Relation between minimal polynomials of $AA^T$ and $A^TA$ Let $A$ be a real $m\times n$ matrix with $m<n$, of full row rank. Let $f$ be the minimal polynomial of $AA^T$, and $g$ be the minimal polynomial of $A^TA$. Prove that $g=xf$.
What I know is that $A, A^T, AA^T, A^TA$ all have the same rank, so $AA^T$ must be invertible and $A^TA$ is not invertible, thus having eigenvalue 0, which means that $g$ must have a factor $x$. However, I don't know how to proceed further. Does anyone have idea?
 A: $A^TA$ and $AA^T$ are both diagonalizable and have the same eigenvalues, except for 0.

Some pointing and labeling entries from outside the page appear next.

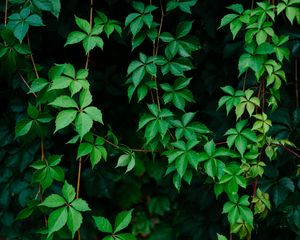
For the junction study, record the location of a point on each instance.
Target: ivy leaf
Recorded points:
(23, 127)
(64, 102)
(80, 205)
(83, 124)
(57, 219)
(83, 24)
(65, 118)
(75, 37)
(103, 224)
(94, 113)
(52, 6)
(53, 201)
(122, 220)
(74, 220)
(127, 160)
(184, 6)
(68, 192)
(254, 62)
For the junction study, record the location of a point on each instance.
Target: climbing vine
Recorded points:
(230, 146)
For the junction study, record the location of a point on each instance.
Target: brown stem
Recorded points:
(78, 177)
(155, 49)
(32, 59)
(252, 4)
(220, 143)
(289, 150)
(26, 83)
(132, 149)
(245, 78)
(263, 95)
(5, 14)
(296, 82)
(258, 96)
(80, 159)
(91, 26)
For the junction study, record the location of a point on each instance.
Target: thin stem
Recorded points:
(296, 82)
(80, 159)
(220, 143)
(289, 150)
(258, 96)
(26, 83)
(78, 178)
(5, 14)
(245, 78)
(32, 59)
(132, 149)
(91, 26)
(155, 50)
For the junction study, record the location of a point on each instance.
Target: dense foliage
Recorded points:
(149, 119)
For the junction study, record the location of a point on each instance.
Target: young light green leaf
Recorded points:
(103, 224)
(122, 220)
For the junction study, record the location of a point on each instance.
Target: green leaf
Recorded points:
(103, 224)
(23, 127)
(64, 102)
(57, 220)
(34, 20)
(74, 220)
(83, 124)
(64, 119)
(235, 27)
(68, 192)
(228, 19)
(52, 6)
(125, 236)
(85, 98)
(75, 37)
(122, 220)
(84, 149)
(53, 201)
(80, 205)
(183, 28)
(83, 24)
(94, 113)
(21, 30)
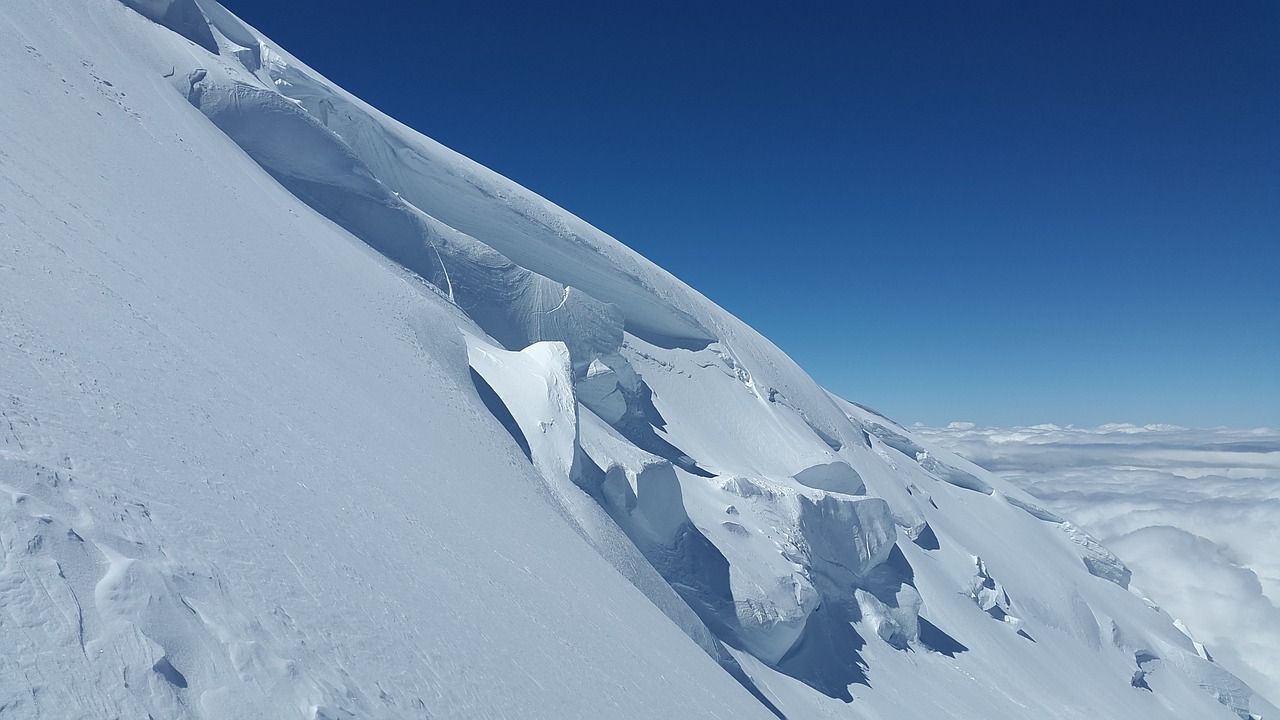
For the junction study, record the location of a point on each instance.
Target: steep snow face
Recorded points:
(307, 415)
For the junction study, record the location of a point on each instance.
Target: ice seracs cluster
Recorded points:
(465, 455)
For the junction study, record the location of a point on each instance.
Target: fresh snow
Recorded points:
(305, 415)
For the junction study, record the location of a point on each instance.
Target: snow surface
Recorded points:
(1194, 513)
(305, 415)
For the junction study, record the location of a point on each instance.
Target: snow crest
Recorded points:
(333, 422)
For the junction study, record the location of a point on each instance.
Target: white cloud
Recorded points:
(1194, 514)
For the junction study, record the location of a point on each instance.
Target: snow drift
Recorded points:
(307, 415)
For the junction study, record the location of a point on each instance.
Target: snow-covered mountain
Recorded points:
(305, 415)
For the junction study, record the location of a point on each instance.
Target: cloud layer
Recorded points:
(1194, 514)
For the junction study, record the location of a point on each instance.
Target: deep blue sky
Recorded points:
(1001, 212)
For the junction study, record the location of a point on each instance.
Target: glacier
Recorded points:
(306, 415)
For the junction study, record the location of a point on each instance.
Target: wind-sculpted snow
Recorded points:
(1194, 513)
(305, 415)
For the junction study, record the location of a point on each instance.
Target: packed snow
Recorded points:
(1194, 513)
(305, 415)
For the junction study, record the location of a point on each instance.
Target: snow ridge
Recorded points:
(504, 466)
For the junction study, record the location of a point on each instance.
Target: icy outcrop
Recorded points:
(327, 420)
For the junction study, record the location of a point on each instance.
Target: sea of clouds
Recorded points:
(1193, 513)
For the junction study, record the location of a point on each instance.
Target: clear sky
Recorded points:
(1000, 212)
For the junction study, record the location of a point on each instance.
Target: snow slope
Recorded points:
(305, 415)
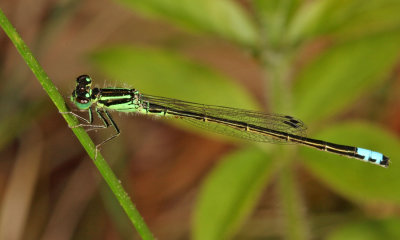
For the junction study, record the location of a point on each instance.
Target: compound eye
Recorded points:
(82, 100)
(84, 79)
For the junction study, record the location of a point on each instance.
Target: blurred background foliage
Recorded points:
(332, 63)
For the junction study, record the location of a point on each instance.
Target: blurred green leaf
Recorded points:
(167, 74)
(274, 16)
(222, 17)
(357, 180)
(345, 19)
(343, 73)
(368, 230)
(230, 192)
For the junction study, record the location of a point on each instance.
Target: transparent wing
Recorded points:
(276, 122)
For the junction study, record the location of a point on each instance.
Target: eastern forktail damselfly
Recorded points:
(250, 125)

This means that the minimal polynomials are the same, except for a factor $x$.
A: The minimal polynomial is the polynomial of smallest degree that has the matrix as a root. Now to look at polynomials, let's take for example $f = x^3$:
$$f(AA^T) = AA^TAA^TAA^T = 0.$$
Now consider $g(A^TA)$ and insert parentheses in a clever way:
$$g(A^TA) = A^TA f(A^TA) = A^TAA^TAA^TAA^TA = A^T(AA^TAA^TAA^T)A = A^Tf(AA^T)A = 0.$$
Extending this argument to all powers of $x$ appearing in $f$ and then through linearity to an arbitrary polynomial should give you $g(A^TA) = 0$. 
For the other direction assume $h$ is a polynomial having $A^TA$ as root. Then you already showed that $h$ is divisible by $x$. Using the same trick as above, you can show that $xh$ is a polynomial that has $AA^T$ as a root, thus it is divisible by $f$. But $f$ does not contain $x$ as a factor (here, the full rank comes into play!), so $\deg(h) \geq \deg(f) + 1 = \deg(g)$ and thus $g$ has indeed minimal degree.
A: We claim that $g=x^{\alpha}f$; $\alpha\in \mathbb Z^+$.
As $A'A$ is symmetric, it must be diagonalizable and hence must contain only linear factors in its minimal polynomial $g$. So, $\alpha=1$.